15.1 Bestemmingsomschrijving
De voor 'recreatie-recreatiewoning' aangewezen gronden zijn bestemd voor zomerhuizen.
15.2 Bouwregels
a. Voor het bouwen van gebouwen gelden de volgende regels:
1. het aantal zomerhuizen bedraagt ten hoogste het bestaande aantal;
2. de gebouwen worden uitsluitend binnen een bouwvlak gebouwd;
3. de bouw- en goothoogte van de zomerhuizen bedraagt niet meer dan 6 m en 3 m;
4. de inhoud bedraagt, inclusief eventuele ondergrondse (kelder)ruimten, niet meer dan 300 m³;
5. aan- en uitbouwen mogen buiten het bouwvlak worden gebouwd tot ten hoogste 10% van het vloeroppervlak van het bouwvlak.
b. Voor het bouwen van bouwwerken, geen gebouwen zijnde, geldt dat de bouwhoogte niet meer dan 3 m bedraagt.
15.3 Afwijking van de bouwregels
Burgemeester en wethouders kunnen, mits geen onevenredige aantasting plaatsvindt van:
- de gebruiksmogelijkheden van aangrenzende gronden;
- het straat- en bebouwingsbeeld;
middels een Omgevingsvergunning afwijken van het bepaalde in:
a. lid 15.2, sub a, onder 2:
voor de bouw van maximaal één vrijstaand tuinhuisje bij een zomerhuis met een maximum inhoud van 25 m³.

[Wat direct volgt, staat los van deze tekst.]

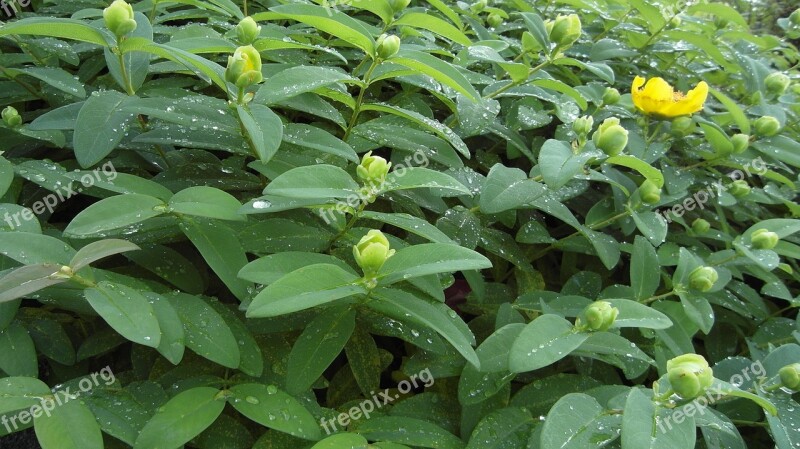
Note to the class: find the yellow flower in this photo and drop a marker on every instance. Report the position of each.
(657, 98)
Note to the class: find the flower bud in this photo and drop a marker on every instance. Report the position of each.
(494, 20)
(565, 30)
(703, 278)
(649, 192)
(777, 83)
(583, 125)
(373, 169)
(610, 96)
(764, 239)
(600, 315)
(244, 67)
(689, 375)
(790, 376)
(11, 117)
(119, 18)
(740, 142)
(399, 5)
(372, 251)
(388, 46)
(701, 226)
(610, 137)
(682, 126)
(247, 31)
(739, 188)
(767, 126)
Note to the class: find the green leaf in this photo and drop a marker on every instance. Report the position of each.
(429, 258)
(207, 202)
(100, 126)
(410, 431)
(330, 21)
(99, 250)
(56, 27)
(264, 129)
(182, 418)
(68, 426)
(205, 330)
(273, 408)
(304, 288)
(544, 341)
(318, 346)
(404, 306)
(126, 311)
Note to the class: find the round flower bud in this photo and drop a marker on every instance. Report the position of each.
(740, 142)
(689, 375)
(649, 192)
(372, 251)
(739, 188)
(494, 20)
(777, 83)
(388, 46)
(611, 138)
(583, 125)
(764, 239)
(11, 117)
(600, 315)
(682, 126)
(767, 126)
(790, 376)
(610, 96)
(244, 67)
(247, 31)
(119, 18)
(565, 30)
(399, 5)
(700, 226)
(373, 169)
(703, 278)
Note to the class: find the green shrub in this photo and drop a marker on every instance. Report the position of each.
(394, 224)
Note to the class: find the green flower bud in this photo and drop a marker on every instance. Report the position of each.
(388, 46)
(795, 17)
(11, 117)
(610, 96)
(740, 142)
(244, 67)
(777, 83)
(583, 125)
(600, 315)
(703, 278)
(739, 188)
(790, 376)
(494, 20)
(373, 169)
(689, 375)
(649, 192)
(119, 18)
(767, 126)
(682, 126)
(399, 5)
(372, 251)
(610, 137)
(247, 31)
(764, 239)
(565, 30)
(700, 226)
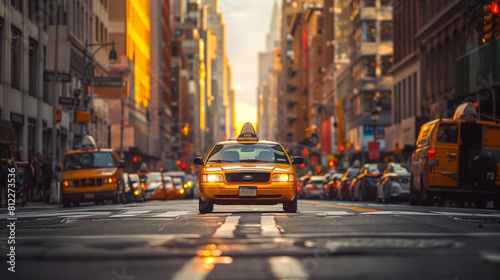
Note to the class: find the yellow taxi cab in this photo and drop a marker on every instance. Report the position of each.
(457, 159)
(92, 174)
(248, 171)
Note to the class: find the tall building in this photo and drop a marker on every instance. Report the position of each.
(406, 93)
(371, 83)
(36, 34)
(130, 29)
(269, 71)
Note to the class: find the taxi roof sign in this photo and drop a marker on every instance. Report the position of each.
(248, 133)
(88, 143)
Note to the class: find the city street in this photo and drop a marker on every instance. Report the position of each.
(323, 240)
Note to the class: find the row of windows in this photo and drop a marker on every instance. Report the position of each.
(405, 99)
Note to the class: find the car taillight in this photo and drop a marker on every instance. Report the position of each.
(432, 154)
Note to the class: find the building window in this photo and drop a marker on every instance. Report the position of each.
(385, 3)
(369, 31)
(386, 30)
(15, 54)
(368, 3)
(33, 68)
(18, 5)
(368, 65)
(385, 64)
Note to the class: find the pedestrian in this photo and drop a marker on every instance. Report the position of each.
(47, 179)
(39, 176)
(31, 180)
(7, 169)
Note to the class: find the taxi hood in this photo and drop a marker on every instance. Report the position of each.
(228, 167)
(88, 173)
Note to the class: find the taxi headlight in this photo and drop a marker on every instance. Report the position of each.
(283, 177)
(109, 180)
(68, 183)
(212, 178)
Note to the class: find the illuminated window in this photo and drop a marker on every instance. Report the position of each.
(369, 31)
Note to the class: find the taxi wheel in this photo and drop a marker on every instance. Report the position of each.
(205, 206)
(290, 207)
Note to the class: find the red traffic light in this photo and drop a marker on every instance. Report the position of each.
(494, 8)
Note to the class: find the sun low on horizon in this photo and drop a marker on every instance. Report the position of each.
(245, 113)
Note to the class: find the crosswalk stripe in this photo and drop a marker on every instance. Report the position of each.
(130, 213)
(227, 229)
(268, 226)
(287, 268)
(171, 214)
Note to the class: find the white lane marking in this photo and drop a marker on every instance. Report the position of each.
(171, 214)
(130, 213)
(287, 268)
(268, 226)
(227, 229)
(199, 267)
(328, 213)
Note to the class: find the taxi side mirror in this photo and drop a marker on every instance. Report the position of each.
(198, 160)
(298, 160)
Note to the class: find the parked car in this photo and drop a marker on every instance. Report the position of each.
(133, 190)
(365, 188)
(345, 183)
(155, 188)
(314, 186)
(168, 181)
(331, 188)
(395, 183)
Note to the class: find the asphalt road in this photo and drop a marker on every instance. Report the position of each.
(324, 240)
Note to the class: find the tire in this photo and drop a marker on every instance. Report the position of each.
(290, 207)
(205, 206)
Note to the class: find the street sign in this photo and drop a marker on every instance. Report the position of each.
(373, 150)
(66, 101)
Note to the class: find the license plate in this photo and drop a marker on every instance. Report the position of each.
(248, 191)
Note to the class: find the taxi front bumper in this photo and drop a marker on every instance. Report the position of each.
(268, 194)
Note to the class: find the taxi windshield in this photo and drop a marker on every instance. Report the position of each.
(87, 160)
(230, 153)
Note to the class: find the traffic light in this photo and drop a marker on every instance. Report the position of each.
(58, 115)
(491, 22)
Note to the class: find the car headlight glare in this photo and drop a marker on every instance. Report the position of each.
(212, 178)
(284, 177)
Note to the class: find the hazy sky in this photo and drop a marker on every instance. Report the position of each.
(247, 23)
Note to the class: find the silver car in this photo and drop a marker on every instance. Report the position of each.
(395, 183)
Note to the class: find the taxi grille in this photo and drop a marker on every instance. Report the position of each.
(259, 196)
(244, 177)
(88, 182)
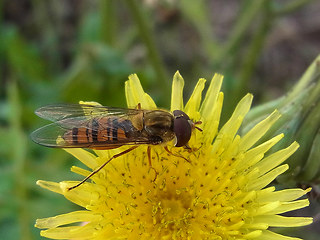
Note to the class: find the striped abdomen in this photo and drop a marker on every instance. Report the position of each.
(105, 132)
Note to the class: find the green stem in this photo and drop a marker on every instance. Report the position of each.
(149, 41)
(108, 23)
(292, 7)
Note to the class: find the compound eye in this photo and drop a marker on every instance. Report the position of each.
(182, 128)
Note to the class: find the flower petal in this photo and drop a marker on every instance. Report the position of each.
(192, 106)
(63, 219)
(177, 92)
(258, 131)
(135, 94)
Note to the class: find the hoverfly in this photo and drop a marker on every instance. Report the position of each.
(100, 127)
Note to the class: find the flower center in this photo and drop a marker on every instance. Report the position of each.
(173, 214)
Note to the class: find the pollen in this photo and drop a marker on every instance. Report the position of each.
(220, 188)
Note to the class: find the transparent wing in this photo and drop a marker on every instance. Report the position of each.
(55, 134)
(80, 112)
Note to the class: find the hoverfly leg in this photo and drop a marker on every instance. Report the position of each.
(150, 165)
(176, 155)
(102, 166)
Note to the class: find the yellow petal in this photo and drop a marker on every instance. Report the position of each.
(177, 92)
(192, 106)
(135, 94)
(258, 131)
(63, 219)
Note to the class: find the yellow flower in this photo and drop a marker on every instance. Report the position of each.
(223, 191)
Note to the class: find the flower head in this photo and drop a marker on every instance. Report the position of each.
(221, 192)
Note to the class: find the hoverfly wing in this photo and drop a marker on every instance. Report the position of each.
(50, 136)
(87, 126)
(60, 112)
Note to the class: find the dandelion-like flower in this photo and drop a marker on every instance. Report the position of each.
(221, 192)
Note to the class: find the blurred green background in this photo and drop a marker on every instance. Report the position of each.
(71, 50)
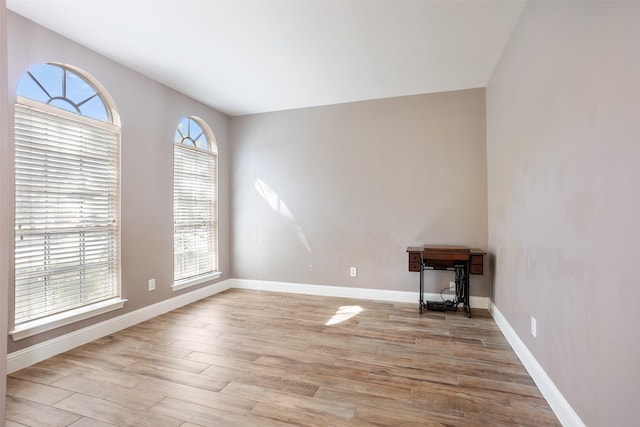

15.4 Specifieke gebruiksregels
Als gebruik in strijd met de bestemmingsomschrijving wordt in elk geval begrepen het gebruik van een zomerhuis voor permanente bewoning en de vanaf de omliggende gronden en opstallen zichtbare opslag en stalling van goederen op erven.